Disclaimer: Cultural Revue was provided a Screener Copy of the Film to Preview by the film’s Producers
It’s curious that Shelby Steele’s new documentary would happen to drop just months after the George Floyd riots. This is a fact that’s addressed in the film’s epilogue where Steele condemns the death of Floyd and calls out the riots as ultimately destructive to the goals of advancing poor black Americans. Of course, That’s merely providence. What Killed Michael Brown primarily uses the death of its titular figure Michael Brown as a means to explore the multitudinous issues in the modern black community today.
As He proves, there are a litany of issues that created our modern firestorms surround anti-racism and black oppression.
Steele doesn’t come at these topics from the traditionally media approved angle. He’s a conservative journalist at the Hoover Institute. Like his college Thomas Sowell, he’s a black activist who went through a phase of youthful radicalism that he grew out of with age. This hasn’t earned him much popularity. He’s an outlier in these discussions as a critic of leftist anti-racist polices and anti-poverty programs.
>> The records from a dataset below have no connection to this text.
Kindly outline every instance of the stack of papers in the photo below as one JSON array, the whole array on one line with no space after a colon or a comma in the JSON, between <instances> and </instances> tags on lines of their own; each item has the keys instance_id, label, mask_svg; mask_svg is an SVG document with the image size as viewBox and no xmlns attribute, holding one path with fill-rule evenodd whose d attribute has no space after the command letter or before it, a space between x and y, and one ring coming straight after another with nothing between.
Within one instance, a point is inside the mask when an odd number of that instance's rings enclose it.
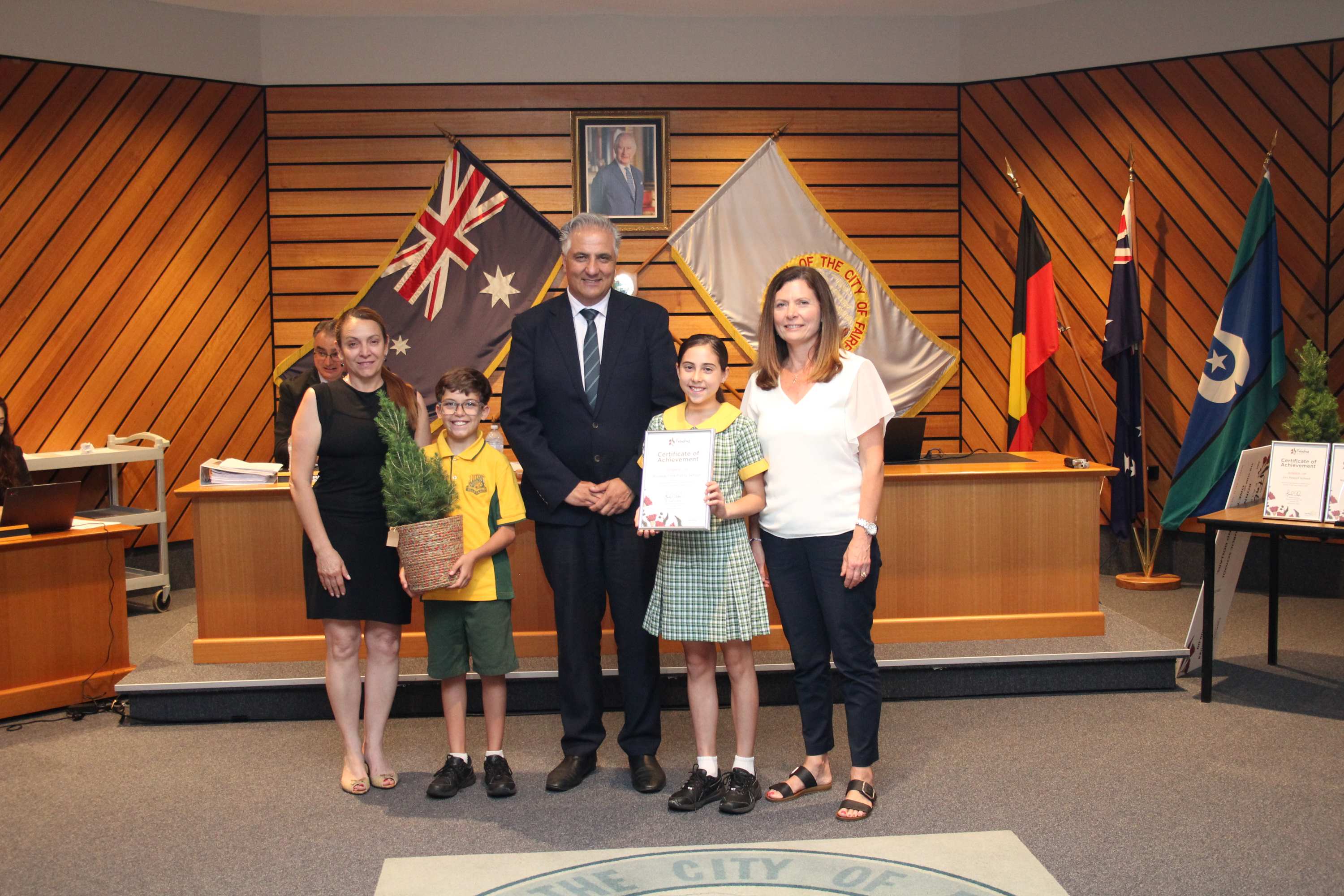
<instances>
[{"instance_id":1,"label":"stack of papers","mask_svg":"<svg viewBox=\"0 0 1344 896\"><path fill-rule=\"evenodd\" d=\"M230 457L223 461L210 458L200 465L202 485L263 485L274 482L280 463L255 463Z\"/></svg>"}]
</instances>

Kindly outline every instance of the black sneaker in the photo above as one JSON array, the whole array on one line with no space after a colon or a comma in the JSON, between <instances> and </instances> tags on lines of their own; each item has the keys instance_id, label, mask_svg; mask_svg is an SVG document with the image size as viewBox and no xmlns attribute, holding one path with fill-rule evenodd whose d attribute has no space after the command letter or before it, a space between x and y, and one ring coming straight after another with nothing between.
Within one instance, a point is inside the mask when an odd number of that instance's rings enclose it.
<instances>
[{"instance_id":1,"label":"black sneaker","mask_svg":"<svg viewBox=\"0 0 1344 896\"><path fill-rule=\"evenodd\" d=\"M755 809L761 799L761 782L746 768L734 768L723 776L723 802L719 811L741 815Z\"/></svg>"},{"instance_id":2,"label":"black sneaker","mask_svg":"<svg viewBox=\"0 0 1344 896\"><path fill-rule=\"evenodd\" d=\"M517 787L513 785L513 770L508 767L508 760L504 756L487 756L482 774L488 797L512 797L517 793Z\"/></svg>"},{"instance_id":3,"label":"black sneaker","mask_svg":"<svg viewBox=\"0 0 1344 896\"><path fill-rule=\"evenodd\" d=\"M462 762L457 756L449 756L444 767L434 772L434 780L425 789L426 797L434 799L448 799L456 797L462 787L476 783L476 771L470 762Z\"/></svg>"},{"instance_id":4,"label":"black sneaker","mask_svg":"<svg viewBox=\"0 0 1344 896\"><path fill-rule=\"evenodd\" d=\"M723 779L718 775L710 776L699 766L691 767L691 776L681 787L668 797L668 809L675 811L695 811L706 803L712 803L723 798Z\"/></svg>"}]
</instances>

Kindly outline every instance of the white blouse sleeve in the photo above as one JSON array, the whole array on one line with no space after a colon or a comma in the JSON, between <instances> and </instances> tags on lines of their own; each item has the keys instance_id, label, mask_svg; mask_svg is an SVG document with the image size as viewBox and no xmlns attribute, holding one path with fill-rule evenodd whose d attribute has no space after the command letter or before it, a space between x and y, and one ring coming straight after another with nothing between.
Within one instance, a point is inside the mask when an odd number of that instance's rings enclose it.
<instances>
[{"instance_id":1,"label":"white blouse sleeve","mask_svg":"<svg viewBox=\"0 0 1344 896\"><path fill-rule=\"evenodd\" d=\"M747 418L753 423L759 422L761 416L761 411L755 406L755 373L753 373L747 379L747 387L742 390L742 407L738 408L742 411L742 416Z\"/></svg>"},{"instance_id":2,"label":"white blouse sleeve","mask_svg":"<svg viewBox=\"0 0 1344 896\"><path fill-rule=\"evenodd\" d=\"M891 404L887 387L878 375L878 368L866 357L859 359L859 369L855 372L853 386L849 388L849 400L845 403L845 435L849 442L857 445L859 437L882 423L883 431L887 420L896 415L896 408Z\"/></svg>"}]
</instances>

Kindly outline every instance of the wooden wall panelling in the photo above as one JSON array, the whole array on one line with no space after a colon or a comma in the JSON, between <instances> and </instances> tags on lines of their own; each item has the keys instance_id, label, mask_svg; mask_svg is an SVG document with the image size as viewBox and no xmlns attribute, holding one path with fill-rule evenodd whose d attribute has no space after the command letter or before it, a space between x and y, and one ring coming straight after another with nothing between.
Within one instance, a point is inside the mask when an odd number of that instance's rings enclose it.
<instances>
[{"instance_id":1,"label":"wooden wall panelling","mask_svg":"<svg viewBox=\"0 0 1344 896\"><path fill-rule=\"evenodd\" d=\"M1321 73L1329 79L1329 179L1327 214L1325 294L1329 313L1325 336L1329 344L1331 387L1344 395L1344 40L1329 44Z\"/></svg>"},{"instance_id":2,"label":"wooden wall panelling","mask_svg":"<svg viewBox=\"0 0 1344 896\"><path fill-rule=\"evenodd\" d=\"M1009 156L1054 255L1055 281L1073 317L1103 423L1113 426L1114 386L1101 369L1114 224L1136 153L1137 269L1146 324L1145 429L1160 508L1189 419L1226 277L1263 148L1274 154L1275 210L1290 364L1285 400L1265 438L1281 433L1297 388L1292 352L1306 339L1339 345L1331 326L1340 286L1336 222L1340 43L1103 67L962 89L961 293L965 379L962 434L970 447L1003 447L1007 431L1007 330L1017 204L1001 175ZM1081 435L1106 458L1078 404L1082 375L1062 343L1050 371L1046 438L1068 451ZM1344 390L1344 365L1332 376ZM1099 387L1099 388L1098 388ZM1079 416L1082 414L1082 416ZM1063 441L1064 446L1059 442ZM1105 505L1105 500L1103 500Z\"/></svg>"},{"instance_id":3,"label":"wooden wall panelling","mask_svg":"<svg viewBox=\"0 0 1344 896\"><path fill-rule=\"evenodd\" d=\"M26 450L156 431L169 490L269 455L263 130L257 87L0 59L0 394ZM146 480L124 500L152 505ZM93 472L82 500L105 492Z\"/></svg>"},{"instance_id":4,"label":"wooden wall panelling","mask_svg":"<svg viewBox=\"0 0 1344 896\"><path fill-rule=\"evenodd\" d=\"M878 273L934 332L960 339L957 90L864 85L410 85L267 90L276 356L372 275L448 154L442 125L556 224L570 215L570 110L669 109L679 224L790 121L781 148ZM788 110L788 111L782 111ZM624 240L637 266L660 238ZM664 255L640 293L677 336L722 333ZM746 383L734 349L730 384ZM507 365L507 361L505 361ZM500 375L496 375L500 379ZM926 408L960 447L960 380Z\"/></svg>"}]
</instances>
This sets him firmly outside the mainstream. The 2013-2020 cultural discussions on racism in America preclude solutions that don’t fundamentally start from the idea that black disenfranchisement is caused by systematic oppression and white supremacy. Steele himself acknowledges the nature of these forces as he did when he himself was a youthful radical and a follower of black nationalists like Stokely Carmichael. His experience as a former black radical hasn’t helped the film’s prestige.
Famously, this film was briefly banned from Amazon Prime because of its controversial approach to sensitive subject matter.
It’s not hard to see why the film proper would rustle people. What Killed Michael Brown is a thorough expose that’s interested in breaking down the narratives surrounding America’s most infamous police shooting. He starts the film by beginning a personal he begins a personal pilgrimage to Ferguson, Missouri where he begins doing the hard work of investigating why this small St. Louis suburb became such a powder keg for racial tension.
Black activists we meet throughout the film offer their laundry list of complaints such as the Ferguson police department’s higher rate of pulling over black speeders and ongoing tension between the local black majority and its white Republican government.
Steele breaks through these narratives cleanly. As becomes clear, Ferguson just so happened to prove a convenient powder keg for preconceived biases and media coverage to blow up into a massive controversy that was already feeding off of long held problems in the United States.
For one, He describes how most disenfranchised young black children are primed from a young age to perceive an ongoing atmosphere of racial hostility as the primary cause of their inter generational poverty and crime issues. Even when the evidence proves that the situation wasn’t created by anti-black racism, the narrative has flown halfway around the world already. When you believe that “white supremacy” is the only thing keeping you down, a police shooting without context will inflame those preconceived notions.
Such an atmosphere might be possible to deconstruct but the incentive structure currently in place makes such a discussion impossible. The Obama justice department put all of the resources they had into securing a guilty verdict against Officer Daren Wilson but the forensic evidence and witness testimony all came down against Michael Brown’s innocence. Put simply, the evidence showed definitively that Brown was in the wrong and that Officer Wilson had no choice but to respond with his weapon to protect himself.
For the media and activists on the left, these facts were irrelevant. Racial Activists like Al Sharpton and Eric Holder had no interest in the evidence. They descended on Ferguson ready to align with black activists who took one look at the body of a dead black man on the streets, in the context of their decades of priming and perspective, and saw only racial hatred and injustice.
Events like these serve double purposes for the left. First and foremost, they create an opportunity for young out-of-state radicals to flood into a firestorm and unleash their pent up discontent with the system. Secondly, they allow the left to deflect from the fact that leftist policies following Johnson’s Great Society have created the circumstances trapping black people in cycles of poverty.
That’s not so say injustice doesn’t happen. Even in cases that Shelby Steele agrees were unjustified like the George Floyd shooting, Steele ultimately comes down against the activists who would prefer to side with “poetic truth” than to see legal justice through to its end. So long as that narrative exists, the country will only continue to extend these problems into the future.
Much of Shelby’s arguments likely sound inflammatory and egregious but the work he and his son Eli Steele did for this documentary is comprehensive. Much of it comes from the perspectives of local black activists and interviews with major actors like Al Sharpton himself who speak quite plainly about the cynical nature of the media firestorm that descended upon this small town. Much of it was defamatory and incorrect.
As much as the need for justice prevails, America’s quest to root out racism can’t succeed along the lines of this narrative. As Steele would say, so long as the “poetic truth” of black oppression remains in the ether, the actual objective realities on the ground that created black disenfranchisement will be preserved.